Both Swensen and White said data services will be investigated. But data would be added only if an innovative approach to the market could be found. Until then, Cricket’s goal is to observe other providers’ data experiments.

Carter said that so far, not offering data hasn’t hurt Cricket. According to him, if Cricket never deploys data, it will continue to blossom because it’s serving a less competitive market of low-income, first-time wireless subscribers.

“Other wireless companies will not (serve this market) because of the legacy of their networks,” Carter said. “All of the other service providers have billions of dollars invested in wide-coverage data/voice hybrid networks, and it’s not economically feasible for them to move away from their existing asset base.”

However, Carter doesn’t think the same is true for Leap’s overseas offerings.

Leap will have to compete in the wide-coverage market abroad to make the same gains as its domestic properties, he said.

International Properties
In Mexico, Pegaso, which is available in Guadalupe, Mexico City, Monterey and Tijuana, has built its network a little differently from Cricket, due to the diverse market opportunities available there.

Unlike Cricket’s model, Leap has incorporated data into Pegaso’s business plan mainly because the Mexican market is not as developed as America’s. It’s clear that being the first provider in Mexico to offer data has afforded Pegaso a competitive edge the likes of which Cricket would not be able to attain in America.

With help from its partner Sprint PCS, which invested $250 million in the company, Pegaso rolled out mobile Internet services at the end of May. The services were launched on a 1-month free-trial basis, so customers could become better acquainted with mobile access to the Internet. In fact, Pegaso has an estimated 70% of its handsets fitted with microbrowsers. Encouraging its customers to use its data services, Pegaso went so far as to offer subscribers free upgrades to Web-accessible handsets.

“Since we call ourselves ‘comfortable wireless,’ we want our subscribers to be comfortable using our product,” White said. “So it’s not just from a price perspective that we are doing that; we want to do everything we can to take away the fear of setting up and using wireless service.”
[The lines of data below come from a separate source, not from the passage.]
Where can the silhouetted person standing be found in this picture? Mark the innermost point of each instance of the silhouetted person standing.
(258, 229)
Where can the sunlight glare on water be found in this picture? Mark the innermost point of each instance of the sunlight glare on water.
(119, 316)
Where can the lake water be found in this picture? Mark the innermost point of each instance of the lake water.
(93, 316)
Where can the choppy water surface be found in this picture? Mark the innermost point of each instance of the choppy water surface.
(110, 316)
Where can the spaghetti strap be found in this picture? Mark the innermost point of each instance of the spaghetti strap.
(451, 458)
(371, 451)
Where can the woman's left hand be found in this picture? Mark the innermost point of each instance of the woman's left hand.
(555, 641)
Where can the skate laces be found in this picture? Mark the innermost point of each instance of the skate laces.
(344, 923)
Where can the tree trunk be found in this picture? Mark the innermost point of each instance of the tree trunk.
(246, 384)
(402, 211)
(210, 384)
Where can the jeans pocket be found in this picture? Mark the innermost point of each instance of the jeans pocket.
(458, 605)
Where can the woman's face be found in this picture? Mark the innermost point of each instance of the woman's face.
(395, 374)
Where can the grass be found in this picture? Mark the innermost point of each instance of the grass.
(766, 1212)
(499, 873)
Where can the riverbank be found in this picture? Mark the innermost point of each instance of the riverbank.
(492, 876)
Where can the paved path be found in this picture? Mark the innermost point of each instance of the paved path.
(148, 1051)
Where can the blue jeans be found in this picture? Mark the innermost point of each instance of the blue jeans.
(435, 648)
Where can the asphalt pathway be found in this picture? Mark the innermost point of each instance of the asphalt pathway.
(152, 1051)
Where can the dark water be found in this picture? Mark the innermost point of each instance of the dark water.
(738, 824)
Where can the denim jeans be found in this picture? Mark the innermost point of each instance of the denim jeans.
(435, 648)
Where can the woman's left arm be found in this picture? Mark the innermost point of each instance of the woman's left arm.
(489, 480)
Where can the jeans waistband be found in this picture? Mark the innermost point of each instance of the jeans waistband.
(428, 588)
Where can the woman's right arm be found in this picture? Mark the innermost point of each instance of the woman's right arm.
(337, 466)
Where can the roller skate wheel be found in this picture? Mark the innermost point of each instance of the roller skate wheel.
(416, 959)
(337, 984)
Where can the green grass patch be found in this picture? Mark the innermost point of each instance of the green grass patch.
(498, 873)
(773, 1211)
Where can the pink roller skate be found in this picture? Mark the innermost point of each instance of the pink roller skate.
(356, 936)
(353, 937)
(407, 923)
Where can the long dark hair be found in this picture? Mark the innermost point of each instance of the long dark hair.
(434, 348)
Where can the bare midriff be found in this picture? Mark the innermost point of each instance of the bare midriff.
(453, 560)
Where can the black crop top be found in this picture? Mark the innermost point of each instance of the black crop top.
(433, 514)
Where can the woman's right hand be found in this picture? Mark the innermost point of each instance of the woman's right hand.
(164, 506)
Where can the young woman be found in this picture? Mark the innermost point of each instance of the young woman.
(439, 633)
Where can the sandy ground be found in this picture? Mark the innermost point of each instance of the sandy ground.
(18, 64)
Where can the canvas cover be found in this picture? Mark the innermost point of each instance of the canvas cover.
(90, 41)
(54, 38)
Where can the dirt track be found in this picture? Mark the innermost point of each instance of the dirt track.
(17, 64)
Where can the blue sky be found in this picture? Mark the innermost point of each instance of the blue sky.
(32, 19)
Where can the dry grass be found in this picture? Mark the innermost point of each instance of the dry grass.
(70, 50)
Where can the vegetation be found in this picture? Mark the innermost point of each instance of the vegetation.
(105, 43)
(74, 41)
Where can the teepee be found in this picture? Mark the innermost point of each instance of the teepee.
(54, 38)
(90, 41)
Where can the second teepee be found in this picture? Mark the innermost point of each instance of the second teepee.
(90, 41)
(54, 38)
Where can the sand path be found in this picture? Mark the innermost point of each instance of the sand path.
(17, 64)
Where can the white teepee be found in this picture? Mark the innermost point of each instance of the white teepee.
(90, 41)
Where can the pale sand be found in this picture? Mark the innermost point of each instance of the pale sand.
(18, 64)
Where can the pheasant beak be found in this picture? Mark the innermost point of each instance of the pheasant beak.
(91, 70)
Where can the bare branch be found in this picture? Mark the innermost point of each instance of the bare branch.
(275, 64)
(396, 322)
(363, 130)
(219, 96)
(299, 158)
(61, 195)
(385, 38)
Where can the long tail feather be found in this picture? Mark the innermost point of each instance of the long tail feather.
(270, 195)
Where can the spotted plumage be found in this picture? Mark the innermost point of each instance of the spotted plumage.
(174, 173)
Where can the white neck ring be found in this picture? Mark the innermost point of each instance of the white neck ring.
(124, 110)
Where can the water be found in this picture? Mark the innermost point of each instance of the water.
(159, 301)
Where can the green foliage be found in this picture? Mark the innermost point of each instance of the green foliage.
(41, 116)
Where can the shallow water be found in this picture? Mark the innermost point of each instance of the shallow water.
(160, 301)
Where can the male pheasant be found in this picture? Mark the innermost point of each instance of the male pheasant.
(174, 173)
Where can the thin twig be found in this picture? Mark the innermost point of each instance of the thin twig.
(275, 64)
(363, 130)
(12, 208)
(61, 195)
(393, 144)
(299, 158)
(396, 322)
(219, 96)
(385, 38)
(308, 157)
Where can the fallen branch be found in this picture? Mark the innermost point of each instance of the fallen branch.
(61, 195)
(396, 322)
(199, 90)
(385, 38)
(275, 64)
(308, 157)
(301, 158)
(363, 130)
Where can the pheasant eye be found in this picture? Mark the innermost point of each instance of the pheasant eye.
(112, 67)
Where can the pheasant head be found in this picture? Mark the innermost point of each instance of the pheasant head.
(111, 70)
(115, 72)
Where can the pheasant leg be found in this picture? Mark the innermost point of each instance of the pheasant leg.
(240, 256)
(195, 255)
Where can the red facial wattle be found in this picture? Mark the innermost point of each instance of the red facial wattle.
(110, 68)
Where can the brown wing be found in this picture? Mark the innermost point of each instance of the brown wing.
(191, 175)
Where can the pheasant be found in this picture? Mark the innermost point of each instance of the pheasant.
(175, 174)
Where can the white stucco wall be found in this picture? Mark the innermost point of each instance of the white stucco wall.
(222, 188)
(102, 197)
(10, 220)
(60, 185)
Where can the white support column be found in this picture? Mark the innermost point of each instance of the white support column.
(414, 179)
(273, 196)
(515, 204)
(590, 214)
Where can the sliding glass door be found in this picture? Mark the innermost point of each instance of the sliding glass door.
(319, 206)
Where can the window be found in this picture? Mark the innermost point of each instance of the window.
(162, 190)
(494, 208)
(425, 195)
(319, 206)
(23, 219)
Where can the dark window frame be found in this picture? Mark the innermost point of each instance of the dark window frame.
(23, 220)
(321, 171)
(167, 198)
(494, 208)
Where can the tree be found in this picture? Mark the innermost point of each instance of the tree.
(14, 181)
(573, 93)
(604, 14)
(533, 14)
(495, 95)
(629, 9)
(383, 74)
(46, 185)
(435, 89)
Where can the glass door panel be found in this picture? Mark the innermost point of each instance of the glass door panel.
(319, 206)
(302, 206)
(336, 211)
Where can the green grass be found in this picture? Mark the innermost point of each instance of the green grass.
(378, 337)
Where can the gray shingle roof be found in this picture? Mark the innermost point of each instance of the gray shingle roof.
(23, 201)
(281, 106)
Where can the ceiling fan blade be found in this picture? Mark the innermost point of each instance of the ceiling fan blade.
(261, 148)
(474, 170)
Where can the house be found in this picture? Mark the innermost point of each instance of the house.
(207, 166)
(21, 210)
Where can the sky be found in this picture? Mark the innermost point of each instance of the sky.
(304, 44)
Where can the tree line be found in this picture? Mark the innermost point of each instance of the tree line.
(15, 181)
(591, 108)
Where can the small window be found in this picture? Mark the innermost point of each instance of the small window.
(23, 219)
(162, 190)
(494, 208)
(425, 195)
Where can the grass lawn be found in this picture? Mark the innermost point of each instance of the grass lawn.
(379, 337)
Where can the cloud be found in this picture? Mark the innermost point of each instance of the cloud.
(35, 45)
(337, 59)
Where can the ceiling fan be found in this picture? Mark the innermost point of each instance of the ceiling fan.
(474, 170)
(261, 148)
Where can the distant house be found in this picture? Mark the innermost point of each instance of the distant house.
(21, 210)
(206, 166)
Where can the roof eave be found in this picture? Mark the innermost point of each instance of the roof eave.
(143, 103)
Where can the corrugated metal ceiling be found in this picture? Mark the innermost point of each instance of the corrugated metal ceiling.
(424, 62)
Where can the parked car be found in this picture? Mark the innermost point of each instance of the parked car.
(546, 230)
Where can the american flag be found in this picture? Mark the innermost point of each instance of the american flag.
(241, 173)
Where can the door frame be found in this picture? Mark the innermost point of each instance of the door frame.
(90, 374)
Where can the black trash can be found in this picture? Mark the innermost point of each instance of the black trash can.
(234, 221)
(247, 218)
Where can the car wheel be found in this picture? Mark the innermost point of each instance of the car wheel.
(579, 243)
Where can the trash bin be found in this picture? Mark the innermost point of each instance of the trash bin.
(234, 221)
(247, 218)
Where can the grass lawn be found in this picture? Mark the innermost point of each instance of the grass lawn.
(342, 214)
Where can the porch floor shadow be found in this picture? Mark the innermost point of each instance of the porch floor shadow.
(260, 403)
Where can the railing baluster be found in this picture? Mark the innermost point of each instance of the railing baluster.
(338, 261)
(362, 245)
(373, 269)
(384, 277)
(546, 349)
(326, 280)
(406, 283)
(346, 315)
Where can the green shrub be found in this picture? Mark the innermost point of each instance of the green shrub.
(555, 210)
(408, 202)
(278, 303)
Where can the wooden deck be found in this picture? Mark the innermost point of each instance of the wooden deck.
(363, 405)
Pegaso also implemented per-second billing. According to White, this approach has resonated strongly with customers.

“The local incumbent bills by the minute,” he said. “With our billing, we are seen as more honest and up-front about our service.”

Setting itself apart from its competitors, Pegaso does not differentiate between its post-paid and prepaid customers. White said many prepaid customers have been made to feel like second-class citizens, due to bad or poor credit. Pegaso makes it a point to serve each customer the same, regardless of payment. White added that employing Mexican personnel has aided Pegaso’s success in the local market.

“I think our style and certainly our quality of service has played a big part in our building strong customer relationships (in Mexico),” White said.

Why then has Leap pulled out of so many of its international markets? When Leap began, it had properties in Australia, Chile, Mexico, Russia and the United States.

According to White, each of those markets had different opportunities. Its Australian venture, OzPhone, with licenses acquired for $6.2 million, was sold to Australia’s third largest telecommunications company for $16.3 million. Although Leap always planned to offer a service similar to Cricket in Australia, it was far more advantageous to sell the property and make a profit for its shareholders, White said.

When asked if Leap’s international properties were meant to be monetary stepping stones for its U.S. markets, White said, “It’s always been our intention to look for international opportunities and develop them. We are always going to do what is best for customers and our shareholders, and up until now that has meant selling most of our international holdings,” White continued. “I’d say, however, that right now the bulk of our resources are focused on expanding our U.S. coverage.”

Moving ahead with Leap’s plan to grow its domestic portfolio, which now stands at 27, the company recently signed definitive agreements or non-binding memorandums of understanding to purchase operating licenses in 18 U.S. markets.